My husband and I put in our applications to teach spoken English in China this summer. I went last year and through the changes in my heart and my descriptions my husband worked really hard to be able to take the time off required. Last year fund raising went so well and this year it’s moving inordinately slow. Others who were with us last year will not be, one family has had a significant emergency which may prevent them from going and others from the outside have been questioning my decision.

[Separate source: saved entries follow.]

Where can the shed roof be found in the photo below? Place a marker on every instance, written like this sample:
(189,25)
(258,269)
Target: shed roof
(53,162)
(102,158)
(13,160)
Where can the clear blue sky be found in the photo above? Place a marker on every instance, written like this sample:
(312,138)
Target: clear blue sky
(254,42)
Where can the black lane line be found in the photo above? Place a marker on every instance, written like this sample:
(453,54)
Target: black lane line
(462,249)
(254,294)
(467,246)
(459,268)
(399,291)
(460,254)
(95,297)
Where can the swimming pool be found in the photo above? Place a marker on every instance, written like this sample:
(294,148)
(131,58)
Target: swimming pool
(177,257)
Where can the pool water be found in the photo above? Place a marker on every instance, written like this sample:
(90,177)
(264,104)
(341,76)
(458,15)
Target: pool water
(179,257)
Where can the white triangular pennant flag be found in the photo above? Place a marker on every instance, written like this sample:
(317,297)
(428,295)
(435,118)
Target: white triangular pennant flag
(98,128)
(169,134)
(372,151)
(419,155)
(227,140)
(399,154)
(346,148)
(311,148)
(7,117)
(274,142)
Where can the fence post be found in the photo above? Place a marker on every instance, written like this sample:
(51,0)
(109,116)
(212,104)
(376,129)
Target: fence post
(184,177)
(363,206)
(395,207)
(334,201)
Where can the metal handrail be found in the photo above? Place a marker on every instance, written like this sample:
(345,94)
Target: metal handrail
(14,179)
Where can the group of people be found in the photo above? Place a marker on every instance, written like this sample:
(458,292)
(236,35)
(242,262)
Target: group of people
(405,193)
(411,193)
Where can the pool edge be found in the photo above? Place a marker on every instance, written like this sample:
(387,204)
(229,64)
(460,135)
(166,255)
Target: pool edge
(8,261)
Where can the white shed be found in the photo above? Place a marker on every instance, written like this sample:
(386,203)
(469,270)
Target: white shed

I am admittedly not handling the swirling emotions that are vying for time in my head. I am so tempted to push Jesus off the throne of my heart and sit there myself because “I can do a much better job.” I am struggling to find my place and purpose in a time and space that feels so foreign and uncomfortable, and I so want to throw my hands up in the air and give up. Not so I can lay it down at the foot of the cross….just give up. I know I could easily sit in a corner and do nothing while the world passes me by; ok maybe not but it feels like it. <shoulder shrug> I am struggling.
Today is the day that my father has his procedure. Usually I am the one who is not worried, but I must admit I am concerned this time. I think I failed to realize that I have not truly embraced the idea of not IF, but WHEN. I know that the outcome is in God’s hands and His will be done, but what will I do if His will is to take my father home?
I am not a worrier, my mother has that particular skill covered and so does my one son. however, to admit that my flesh so wants to worry is shaking my foundation a little and making me feel vulnerable. Growing up it wasn’t a good thing to open yourself to be vulnerable because that was something that wasn’t forgotten and brought up as an arrow to the heart to make you feel guilty later on.
I know that I should count myself lucky that I don’t have other family to battle over my parents leaving this earth. There will be no epic battles no other opinions, no hurt feelings and no sibling shouldering most of the responsibility. But I have to be honest, right now I would welcome some of that. Maybe because I don’t really know what that is like, to have to argue over every little detail or wish that my brother or sister would help a little to ease the pain and lighten the load.
I guess my biggest struggle is accepting that I have to leave this in God’s capable hands and grasp that whatever happens is within His perfect will even if I don’t like it. It’s just HARD. It’s time like these that, I think, test my faith. I can be all about prayer and being in His will until a really challenging trial comes and that is when I feel like I crumble like a cookie dropped on the kitchen floor. It feels like I hear this in my head more often than not (Matthew 14:31) “Immediately Jesus stretched out His hand and took hold of him, and said to him, “You of little faith, why did you doubt?” I wonder if I don’t inwardly become that little child throwing the tantrum and scream, “I WANT IT MY WAY! IF THAT DOESN’T HAPPEN I DON’T BELIEVE IN YOU!” I know that is the devil getting a hold of me and me not listening for the still small voice or waiting for the moment of peace to over come me. What I really need to rest in is 1 Corinthians 2:3-5, “I was with you in weakness and in fear and in much trembling, 4 and my message and my preaching were not in persuasive words of wisdom, but in demonstration of the Spirit and of power, 5 so that your faith would not rest on the wisdom of men, but on the power of God.”
The power of God…..and a mighty power it is, rest in that.